The producers of every romantic comedy wish they could unite two actors as cool as Lake Bell and Simon Pegg. Of course, landing leads of that caliber only ups the pressure for the film to do them justice. Man Up, the movie that made this connection happen, is smart and uses its excellent cast well enough to raise the bar a bit for breezy larks and big smooches.

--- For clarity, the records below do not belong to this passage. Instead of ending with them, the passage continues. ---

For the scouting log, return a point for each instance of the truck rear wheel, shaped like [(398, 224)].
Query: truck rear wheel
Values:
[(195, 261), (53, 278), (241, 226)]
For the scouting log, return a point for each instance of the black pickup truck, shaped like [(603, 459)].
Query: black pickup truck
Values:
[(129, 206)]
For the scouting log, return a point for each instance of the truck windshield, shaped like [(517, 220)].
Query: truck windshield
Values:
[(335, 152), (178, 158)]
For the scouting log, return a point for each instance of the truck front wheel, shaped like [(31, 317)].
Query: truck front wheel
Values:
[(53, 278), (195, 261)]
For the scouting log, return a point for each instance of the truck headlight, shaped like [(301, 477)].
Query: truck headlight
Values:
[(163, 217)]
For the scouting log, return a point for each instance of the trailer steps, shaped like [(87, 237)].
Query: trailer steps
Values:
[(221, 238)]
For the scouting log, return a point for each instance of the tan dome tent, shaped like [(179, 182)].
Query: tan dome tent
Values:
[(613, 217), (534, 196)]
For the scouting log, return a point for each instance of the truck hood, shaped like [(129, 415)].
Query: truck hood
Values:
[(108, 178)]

The more familiar name is Pegg, the cult movie hero who hasn't let a few recent clunkers diminish the audience enthusiasm he's built-up for roles in movies like Star Trekand the Cornetto Trilogy. But Bell is the more fascinating presence: she's garnered big laughs in alt-comedy circles with Children's Hospital and the Wet Hot American Summerfranchise, and isn't afraid to raise her voice on women's roles in film, as she proved to a literal degree when she wrote, directed, and starred in the whip-smart Hollywood voice-over satire In A World... So seeing her in a rom-com lead role, as opposed to the best-friend types she's played in stuff like No Strings Attached, carries promise that the film knows how to say something new about this this well-trodden genre.
Man Up starts with a gimmick — Bell's lovelorn thirty-something bumps into Pegg's chatty divorcée in a train station and allows him to think she's his blind date—but the obligatory scene where the character reveals her dishonesty comes much earlier than expected. That means screenwriter Tess Morris gets to pull her comedy from (hallelujah!) something other than the broad misunderstandings that define bottom-feeding rom-coms.
Nancy (Bell, showcasing her accent skills), who's so out of tune with proper social interaction that she sees nothing wrong with using her hair as floss, is sick of the endless parade of bad set-ups her friends thrust on her. But the woe-is-me act changes once she gets to orbit the life of a stranger. Seeing that her accidental date Jack (Pegg) was expecting a woman nearly half his age, and that he's still hung up on his ex-wife to a pathetic degree, gives her leverage to probe him as to what, exactly, he was expecting out of a gathering like this. Nancy has also selfishly foregone her parents' 40th wedding anniversary to go on this spontaneous date, something Jack is able to attack in equal measure as their evening progresses from bowling alley to bar and their chemistry flips from electric to toxic and back again.
By not allowing her film to hang at the mercy of the "Idiot Plot" (per Roger Ebert, a plot that avoids the one simple conversation that would solve everything), Morris can dig into the eccentric human behavior that really defines relationships. And the leads, sly and witty and often talking over each other, don't have to play things too broadly. Are two people who aren't getting any younger repeating decisions that will doom them to lives alone? Can they find happiness in each other, or just mirrors of their worst selves? Director Ben Palmer, best known for the TV series and movie The Inbetweeners, has fun with the desperation at the heart of these questions, and by extension, at the heart of the pair's very long night. A silly race across town, which in another movie would feel wholly unnecessary, works here because of how the film has established the push-pull dynamic of these characters.
There are some clunky threads, including a familiar "pretend to be my girlfriend" gambit and a doofus former high school classmate of Nancy's (Rory Kinnear) whom, we gradually learn, has been stalking her for years. The "lovable stalker" is a strange bit of cartoon darkness in a film that's otherwise refreshingly down-to-earth. But it's not enough to derail the good vibes Man Uphas for us. With a lot of help from Bell and Pegg, the movie cheerfully suggests it's possible to stage a lighthearted romance without dropping off your brain beforehand.